After Beşiktaş's Europa League exit, a prominent Turkish columnist wrote, "I condemn Beşiktaş, which got eliminated from a group full of Scandinavian village clubs." The Istanbul club was beaten by Swedish minnows Malmö, bringing its European campaign to an end to in the group stages. What the writer claims is that there is an inherent difference of quality between Beşiktaş and Scandinavian clubs and whenever Beşiktaş is beaten by one, it is a disgrace. But as far as the Turkish clubs' international performance is concerned, there is no categorical difference between them and Scandinavian clubs, even though some players in top Turkish clubs can be worth more than entire Scandinavian squads.
Both Beşiktaş and Fenerbahçe were humbled by some small but tough opponents this week. Beşiktaş only needed a draw against Malmö in Istanbul to qualify for the next round, but they lost 1-0, in what was a humiliating performance. You can easily say the Black Eagles fans felt completely lost the way Beşiktaş winger Ricardo Quaresma was sent off. The Portuguese star stamped on a Malmö player, deliberately trying to hurt him and saw a red. I have now lost count how many times Quaresma has done this, betraying his team.

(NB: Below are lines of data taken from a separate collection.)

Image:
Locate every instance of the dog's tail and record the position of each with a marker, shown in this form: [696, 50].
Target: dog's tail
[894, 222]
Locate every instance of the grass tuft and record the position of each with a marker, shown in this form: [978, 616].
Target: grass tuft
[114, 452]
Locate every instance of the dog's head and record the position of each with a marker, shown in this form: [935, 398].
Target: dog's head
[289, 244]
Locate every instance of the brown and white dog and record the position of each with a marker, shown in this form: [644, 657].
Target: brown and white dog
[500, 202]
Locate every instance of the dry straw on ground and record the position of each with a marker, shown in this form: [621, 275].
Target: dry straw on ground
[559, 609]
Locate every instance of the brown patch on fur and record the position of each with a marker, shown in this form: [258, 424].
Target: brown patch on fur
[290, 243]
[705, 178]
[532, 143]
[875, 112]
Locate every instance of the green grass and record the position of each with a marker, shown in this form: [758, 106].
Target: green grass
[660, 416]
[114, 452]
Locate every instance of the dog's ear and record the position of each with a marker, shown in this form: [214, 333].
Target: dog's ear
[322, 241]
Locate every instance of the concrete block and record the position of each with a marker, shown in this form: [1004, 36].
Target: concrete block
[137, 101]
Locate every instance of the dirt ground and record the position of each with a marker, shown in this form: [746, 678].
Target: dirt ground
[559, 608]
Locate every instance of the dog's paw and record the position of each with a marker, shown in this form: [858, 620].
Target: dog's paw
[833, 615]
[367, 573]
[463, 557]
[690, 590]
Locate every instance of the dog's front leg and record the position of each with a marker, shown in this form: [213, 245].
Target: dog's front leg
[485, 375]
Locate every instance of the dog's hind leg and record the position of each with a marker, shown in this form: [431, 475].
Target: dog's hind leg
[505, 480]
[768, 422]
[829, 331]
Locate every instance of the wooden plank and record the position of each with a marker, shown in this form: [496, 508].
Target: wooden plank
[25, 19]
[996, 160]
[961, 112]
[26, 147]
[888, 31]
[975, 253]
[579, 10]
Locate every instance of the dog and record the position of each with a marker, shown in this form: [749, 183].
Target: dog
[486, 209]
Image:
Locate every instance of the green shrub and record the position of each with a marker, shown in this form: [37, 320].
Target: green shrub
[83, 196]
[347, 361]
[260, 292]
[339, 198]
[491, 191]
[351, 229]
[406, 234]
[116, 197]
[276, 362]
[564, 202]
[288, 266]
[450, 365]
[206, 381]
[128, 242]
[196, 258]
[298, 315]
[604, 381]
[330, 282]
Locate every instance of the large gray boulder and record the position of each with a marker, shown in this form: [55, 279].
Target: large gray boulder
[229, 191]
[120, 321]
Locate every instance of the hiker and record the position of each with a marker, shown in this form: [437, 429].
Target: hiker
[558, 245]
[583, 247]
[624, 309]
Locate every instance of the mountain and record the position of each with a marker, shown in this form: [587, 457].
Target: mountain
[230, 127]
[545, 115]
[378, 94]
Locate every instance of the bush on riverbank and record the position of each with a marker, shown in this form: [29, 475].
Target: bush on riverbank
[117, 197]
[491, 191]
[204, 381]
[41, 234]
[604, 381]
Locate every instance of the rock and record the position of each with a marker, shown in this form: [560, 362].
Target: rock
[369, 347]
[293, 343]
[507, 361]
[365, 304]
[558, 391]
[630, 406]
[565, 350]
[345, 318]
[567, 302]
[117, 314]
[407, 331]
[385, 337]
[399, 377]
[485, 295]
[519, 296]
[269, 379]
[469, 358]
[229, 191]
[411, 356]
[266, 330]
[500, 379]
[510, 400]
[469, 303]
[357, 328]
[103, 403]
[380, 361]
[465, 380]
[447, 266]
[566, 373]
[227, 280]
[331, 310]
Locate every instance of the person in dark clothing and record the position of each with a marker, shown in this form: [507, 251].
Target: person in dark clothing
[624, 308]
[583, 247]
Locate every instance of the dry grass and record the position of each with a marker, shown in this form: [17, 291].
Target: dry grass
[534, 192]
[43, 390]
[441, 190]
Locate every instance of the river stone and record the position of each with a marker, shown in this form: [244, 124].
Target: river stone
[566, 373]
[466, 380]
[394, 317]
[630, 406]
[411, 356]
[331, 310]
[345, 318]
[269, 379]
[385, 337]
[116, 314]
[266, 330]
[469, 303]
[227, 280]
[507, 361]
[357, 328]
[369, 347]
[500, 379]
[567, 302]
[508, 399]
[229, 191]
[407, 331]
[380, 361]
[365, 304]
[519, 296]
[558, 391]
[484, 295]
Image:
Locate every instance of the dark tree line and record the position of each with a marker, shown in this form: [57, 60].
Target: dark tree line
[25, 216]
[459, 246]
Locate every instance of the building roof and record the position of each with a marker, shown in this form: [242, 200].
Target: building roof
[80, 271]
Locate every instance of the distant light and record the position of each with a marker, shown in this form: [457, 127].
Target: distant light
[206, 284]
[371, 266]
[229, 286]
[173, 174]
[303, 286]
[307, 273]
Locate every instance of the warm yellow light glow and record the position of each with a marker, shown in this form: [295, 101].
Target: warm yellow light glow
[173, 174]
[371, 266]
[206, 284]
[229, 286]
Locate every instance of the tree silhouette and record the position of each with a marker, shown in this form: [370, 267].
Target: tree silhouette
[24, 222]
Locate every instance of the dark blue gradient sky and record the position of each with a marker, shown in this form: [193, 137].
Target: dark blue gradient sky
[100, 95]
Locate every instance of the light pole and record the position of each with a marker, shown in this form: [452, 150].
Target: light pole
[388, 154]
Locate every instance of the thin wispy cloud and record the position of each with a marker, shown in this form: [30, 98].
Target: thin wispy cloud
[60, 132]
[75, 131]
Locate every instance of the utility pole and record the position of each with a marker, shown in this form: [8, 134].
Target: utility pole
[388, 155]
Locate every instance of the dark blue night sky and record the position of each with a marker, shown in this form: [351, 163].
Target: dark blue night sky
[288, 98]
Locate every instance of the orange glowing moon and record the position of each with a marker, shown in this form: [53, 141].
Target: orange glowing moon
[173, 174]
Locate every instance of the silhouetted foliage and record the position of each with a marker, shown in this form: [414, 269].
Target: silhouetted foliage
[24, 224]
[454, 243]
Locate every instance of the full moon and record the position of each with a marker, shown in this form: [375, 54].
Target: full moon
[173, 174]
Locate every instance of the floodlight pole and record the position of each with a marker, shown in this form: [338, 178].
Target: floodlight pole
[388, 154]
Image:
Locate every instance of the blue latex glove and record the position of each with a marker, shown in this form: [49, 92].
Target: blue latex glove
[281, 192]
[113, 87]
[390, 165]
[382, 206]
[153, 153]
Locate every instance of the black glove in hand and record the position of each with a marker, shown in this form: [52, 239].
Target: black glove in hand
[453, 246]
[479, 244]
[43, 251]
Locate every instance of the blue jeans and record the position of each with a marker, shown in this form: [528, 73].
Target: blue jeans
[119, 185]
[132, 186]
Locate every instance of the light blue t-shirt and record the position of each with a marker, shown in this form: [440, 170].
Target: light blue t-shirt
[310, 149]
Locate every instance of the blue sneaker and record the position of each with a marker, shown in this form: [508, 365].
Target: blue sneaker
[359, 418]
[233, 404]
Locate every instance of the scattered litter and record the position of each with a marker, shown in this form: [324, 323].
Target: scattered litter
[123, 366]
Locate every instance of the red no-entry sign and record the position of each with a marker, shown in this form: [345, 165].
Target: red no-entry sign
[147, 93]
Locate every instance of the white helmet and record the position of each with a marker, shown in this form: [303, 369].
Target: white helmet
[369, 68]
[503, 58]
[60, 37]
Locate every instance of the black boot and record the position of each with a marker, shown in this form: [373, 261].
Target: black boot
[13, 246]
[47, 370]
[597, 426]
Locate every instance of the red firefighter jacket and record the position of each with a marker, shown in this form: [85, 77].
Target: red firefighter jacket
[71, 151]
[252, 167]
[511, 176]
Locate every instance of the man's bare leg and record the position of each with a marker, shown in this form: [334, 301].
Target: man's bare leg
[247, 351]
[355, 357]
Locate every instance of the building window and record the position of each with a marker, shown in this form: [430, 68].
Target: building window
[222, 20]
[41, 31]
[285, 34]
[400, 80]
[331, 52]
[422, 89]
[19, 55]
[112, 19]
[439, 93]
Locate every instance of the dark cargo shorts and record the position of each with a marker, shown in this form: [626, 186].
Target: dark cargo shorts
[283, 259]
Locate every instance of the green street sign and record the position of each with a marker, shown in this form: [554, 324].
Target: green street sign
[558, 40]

However, even without Quaresma's ridiculous red card, Beşiktaş was in serious trouble to find opportunities against Malmö. Despite the fact that it needed a victory, Malmö did not take the initiative and forced Beşiktaş to play with the ball, something that the Turkish side does not like to do. The plan worked brilliantly, while Beşiktaş's offense was paralyzed with the lack of time and space. It became more and more vulnerable to counterattacks due to their confused defensive shape. Malmö converted the only serious chance it found, and then the disorganized Beşiktaş offense found it even a tougher to unlock the Scandinavian defense.
The Fenerbahçe case is a bit different since they changed their coach for the third time last week. But their performance was quite similar to Beşiktaş's - unable to open strict defenses and vulnerable against counterattacks. The new coach Ersun Yanal's first job should be making his team defensively as tough as the Scandinavian "village" teams. Given that many Turkish Super League teams also implement similar defensive strategies, it will be vital Fenerbahçe learns to counter them.
But for the time being, Turkish teams face the hard truth that you do not need to spend millions to play well and spending millions does not guarantee that you will play well. The time has come to return to the basics and restructure Turkish football.